Our Heritage

credit to the Ron Blum Collection and Photos of the Past

Our State’s heritage of commercial fishing continues today with southern Australian fish species sourced sustainably by local fishers for the local market.

The marine scalefish fishing industry is not just a story of how fish were and are caught, but also the story of the settlement of our State.

Commercial fishers supplied much of the food needed for the infant colony and fish were our State’s first export; three barrels of salted fish were shipped to Tasmania by the South Australian Company on 26th December 1836. The fishing industry was South Australia’s very first industry.

Our Industry, which has always been based in regional centres of South Australia, was built on the experience of migrants who brought with them centuries’ old fishing skills from countries including, England, Scotland, Italy, Greece, Finland, Denmark, Norway and Sweden.

Our fishers’ stories are indicative of a love and respect for the sea and its fish species, often based on knowledge and experience handed down from great-great and great-grandfather, to grandfather, to son, to grandson.

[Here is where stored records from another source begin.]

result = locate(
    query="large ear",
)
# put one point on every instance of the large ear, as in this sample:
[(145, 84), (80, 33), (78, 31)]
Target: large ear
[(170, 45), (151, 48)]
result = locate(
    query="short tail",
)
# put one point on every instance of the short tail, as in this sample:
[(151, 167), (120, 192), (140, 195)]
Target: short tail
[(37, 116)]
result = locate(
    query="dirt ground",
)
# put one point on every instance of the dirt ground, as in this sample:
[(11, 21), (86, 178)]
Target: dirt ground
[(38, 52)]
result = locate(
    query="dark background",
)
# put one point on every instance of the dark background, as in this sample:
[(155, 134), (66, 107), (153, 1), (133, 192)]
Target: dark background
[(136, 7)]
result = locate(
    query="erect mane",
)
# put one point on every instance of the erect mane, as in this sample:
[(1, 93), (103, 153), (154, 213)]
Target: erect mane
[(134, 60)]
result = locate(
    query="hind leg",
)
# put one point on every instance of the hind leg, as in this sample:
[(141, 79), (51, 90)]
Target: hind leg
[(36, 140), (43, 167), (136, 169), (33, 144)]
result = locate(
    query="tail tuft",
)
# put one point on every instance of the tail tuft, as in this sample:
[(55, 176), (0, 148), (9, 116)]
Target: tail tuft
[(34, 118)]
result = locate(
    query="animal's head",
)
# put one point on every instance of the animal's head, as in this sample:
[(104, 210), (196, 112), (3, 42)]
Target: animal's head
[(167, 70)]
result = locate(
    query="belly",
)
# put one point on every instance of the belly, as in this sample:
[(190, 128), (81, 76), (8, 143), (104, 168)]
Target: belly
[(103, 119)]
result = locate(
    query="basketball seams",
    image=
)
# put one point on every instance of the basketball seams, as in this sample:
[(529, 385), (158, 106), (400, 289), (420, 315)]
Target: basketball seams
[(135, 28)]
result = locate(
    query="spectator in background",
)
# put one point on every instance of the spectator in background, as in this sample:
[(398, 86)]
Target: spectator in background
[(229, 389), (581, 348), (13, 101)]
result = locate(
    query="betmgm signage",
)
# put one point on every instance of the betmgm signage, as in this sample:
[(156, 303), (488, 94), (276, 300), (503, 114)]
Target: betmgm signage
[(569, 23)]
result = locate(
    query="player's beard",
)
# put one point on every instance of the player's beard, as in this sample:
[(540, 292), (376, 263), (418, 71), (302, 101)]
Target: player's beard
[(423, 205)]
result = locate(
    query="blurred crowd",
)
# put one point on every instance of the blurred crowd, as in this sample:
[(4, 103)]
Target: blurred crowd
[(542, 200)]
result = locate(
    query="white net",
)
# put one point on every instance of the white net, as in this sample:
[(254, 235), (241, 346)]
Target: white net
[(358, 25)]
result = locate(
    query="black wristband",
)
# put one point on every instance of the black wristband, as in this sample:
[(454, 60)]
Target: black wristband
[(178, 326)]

Key to our fishers’ work are their wives and partners, many of whom have taken responsibility for the onshore business side of their enterprise.

Our Industry remains small scale, comprising individuals and families working from small boats and continuing the traditions their forebears introduced to South Australia generations ago.  In testament to their custodianship and care for fish stocks, today we are eating the same fish species as our ancestors 186 years ago.